Phénix eut un ricanement.

— Tu ne croyais quand même pas qu'Arzhul allait imprimer des livres par amour de l'art ?

— Orphen est un auteur talentueux !

— Orphen est avant tout la nouvelle coqueluche de toute la ville, Calliopé.

— Parce qu'on ne peut pas être talentueux et admiré ?

— Ce que Phénix veut dire, fit Alstair, c'est qu'Arzhul a besoin de fonds pour financer ce qu'il complote, quoi que ce soit, et avec un auteur comme Orphen... Eh bien, c'est le succès assuré.

— Orphen n'a pas besoin de lui pour être célèbre, rétorqua Calliopé. Il n'a pas eu besoin de lui pour conquérir les salons en premier lieu.

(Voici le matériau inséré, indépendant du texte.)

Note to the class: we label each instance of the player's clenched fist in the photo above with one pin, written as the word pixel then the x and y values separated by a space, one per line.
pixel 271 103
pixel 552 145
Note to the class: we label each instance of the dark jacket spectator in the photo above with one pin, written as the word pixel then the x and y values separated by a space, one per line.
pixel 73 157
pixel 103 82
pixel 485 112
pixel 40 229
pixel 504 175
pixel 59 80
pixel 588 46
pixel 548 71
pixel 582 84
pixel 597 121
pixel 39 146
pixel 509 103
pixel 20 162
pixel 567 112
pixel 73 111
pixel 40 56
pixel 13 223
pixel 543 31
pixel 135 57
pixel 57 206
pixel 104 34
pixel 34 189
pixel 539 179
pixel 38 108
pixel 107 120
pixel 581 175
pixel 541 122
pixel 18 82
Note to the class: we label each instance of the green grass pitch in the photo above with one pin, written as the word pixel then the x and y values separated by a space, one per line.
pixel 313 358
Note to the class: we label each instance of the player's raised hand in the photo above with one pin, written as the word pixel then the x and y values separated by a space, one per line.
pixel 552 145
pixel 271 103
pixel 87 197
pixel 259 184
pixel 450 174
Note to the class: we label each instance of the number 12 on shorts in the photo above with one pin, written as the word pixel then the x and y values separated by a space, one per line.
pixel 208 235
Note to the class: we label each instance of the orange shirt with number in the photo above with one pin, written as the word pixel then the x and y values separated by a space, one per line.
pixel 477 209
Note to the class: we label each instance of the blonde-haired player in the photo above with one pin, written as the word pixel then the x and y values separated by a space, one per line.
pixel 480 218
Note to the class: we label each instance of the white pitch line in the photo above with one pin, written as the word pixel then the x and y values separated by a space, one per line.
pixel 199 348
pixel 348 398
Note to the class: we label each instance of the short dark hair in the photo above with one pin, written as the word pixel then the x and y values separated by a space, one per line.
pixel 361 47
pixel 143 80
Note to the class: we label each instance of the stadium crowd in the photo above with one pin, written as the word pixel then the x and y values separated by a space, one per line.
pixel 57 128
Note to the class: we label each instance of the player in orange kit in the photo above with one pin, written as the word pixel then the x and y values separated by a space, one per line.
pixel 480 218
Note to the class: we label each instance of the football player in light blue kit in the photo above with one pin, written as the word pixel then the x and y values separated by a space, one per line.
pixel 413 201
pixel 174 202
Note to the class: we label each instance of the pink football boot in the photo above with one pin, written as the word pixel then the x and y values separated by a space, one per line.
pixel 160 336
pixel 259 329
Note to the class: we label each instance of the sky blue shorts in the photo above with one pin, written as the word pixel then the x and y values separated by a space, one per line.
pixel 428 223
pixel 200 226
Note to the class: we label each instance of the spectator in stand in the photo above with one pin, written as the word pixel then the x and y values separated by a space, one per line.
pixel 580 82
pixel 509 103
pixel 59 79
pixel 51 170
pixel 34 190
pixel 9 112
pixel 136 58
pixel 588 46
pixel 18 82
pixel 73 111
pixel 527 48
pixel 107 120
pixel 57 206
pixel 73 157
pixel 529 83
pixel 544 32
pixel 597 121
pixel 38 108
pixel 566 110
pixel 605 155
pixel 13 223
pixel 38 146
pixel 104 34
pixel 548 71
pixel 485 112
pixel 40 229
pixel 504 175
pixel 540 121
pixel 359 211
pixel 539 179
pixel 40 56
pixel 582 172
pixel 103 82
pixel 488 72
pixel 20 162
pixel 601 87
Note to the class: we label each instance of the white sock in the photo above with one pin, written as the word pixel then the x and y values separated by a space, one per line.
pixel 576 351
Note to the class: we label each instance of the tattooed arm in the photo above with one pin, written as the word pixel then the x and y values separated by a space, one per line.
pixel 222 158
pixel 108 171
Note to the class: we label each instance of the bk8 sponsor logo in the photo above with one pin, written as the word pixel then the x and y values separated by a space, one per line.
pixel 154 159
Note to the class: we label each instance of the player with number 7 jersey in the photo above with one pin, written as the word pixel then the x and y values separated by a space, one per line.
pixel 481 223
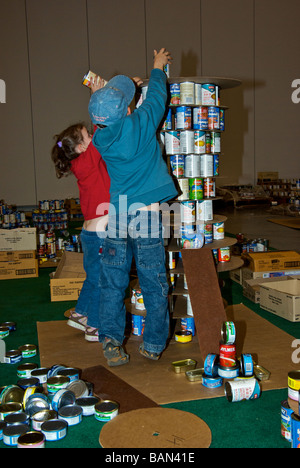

— Non, admit Alstair. Mais il a certainement besoin de lui pour être riche, les salons ne paient pas.

— Ah non ?

Le prince secoua la tête. Calliopé avait toujours cru que les écrivains touchaient des sommes confortables pour se produire dans les salons à la mode. Après tout, on y buvait du vin pétillant de la région d'Albarion et les personnalités les plus nobles du royaume s'y pressaient, parées d'or et de pierres précieuses.

— Les dames des salons paient en visibilité, expliqua Phénix en sautant sur une presse. Et quand on est aussi beau garçon qu'Orphen, en petites attentions.

— En petites attentions ?

— Je pensais que tu avais plus d'imagination que ça, tout de même.

Calliopé s'empourpra. Ghalard pinça les lèvres mais se contint. Alstair, lui, imperturbable, avança jusqu'à une des piles de feuillets, et ses doigts firent bruire le papier lorsqu'il s'empara de la première page.